Quorum of shareholders

O.C.G.A. § 7-1-435 — under Banking and Finance.

O.C.G.A. § 7-1-435

(a) Except as provided in subsection (d) of this Code section or the articles or in bylaws adopted by the shareholders, a majority of the shares entitled to vote, represented in person or by proxy, shall constitute a quorum at a meeting of shareholders. (b) If a quorum is present, the affirmative vote of the majority of the 234 7-1-436 shares represented at the meeting and entitled to vote on the subject matter shall be the act of the shareholders, unless the vote of a greater number, or voting by classes, is required by this chapter, or the articles, or bylaws. (c) When a quorum is once present to organize a meeting, the shareholders present may continue to do business at the meeting or at any adjournment thereof, notwithstanding the withdrawal of enough shareholders to leave less than a quorum. (d) If a meeting cannot be organized for lack of a quorum, those present may adjourn the meeting to such time and place as they may determine.
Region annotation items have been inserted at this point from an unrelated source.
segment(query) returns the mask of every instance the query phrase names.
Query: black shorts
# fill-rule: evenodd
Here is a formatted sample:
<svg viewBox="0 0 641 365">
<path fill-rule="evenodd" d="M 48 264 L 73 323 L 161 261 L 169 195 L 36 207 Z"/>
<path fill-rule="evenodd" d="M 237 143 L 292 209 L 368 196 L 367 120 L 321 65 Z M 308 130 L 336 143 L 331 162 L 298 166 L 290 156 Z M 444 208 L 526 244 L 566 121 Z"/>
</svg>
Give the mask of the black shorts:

In the case of a meeting for the election of directors which is twice adjourned for lack of a quorum, those present at the second of such adjourned meetings, of which notice has been given in writing to shareholders pursuant to Code Section 7-1-6, shall constitute a quorum for the election of directors without regard to the other quorum requirements of this Code section, the articles, or bylaws. History. Code 1933, § 41A-2006, enacted by Ga. L. 1974, p. 705, § 1.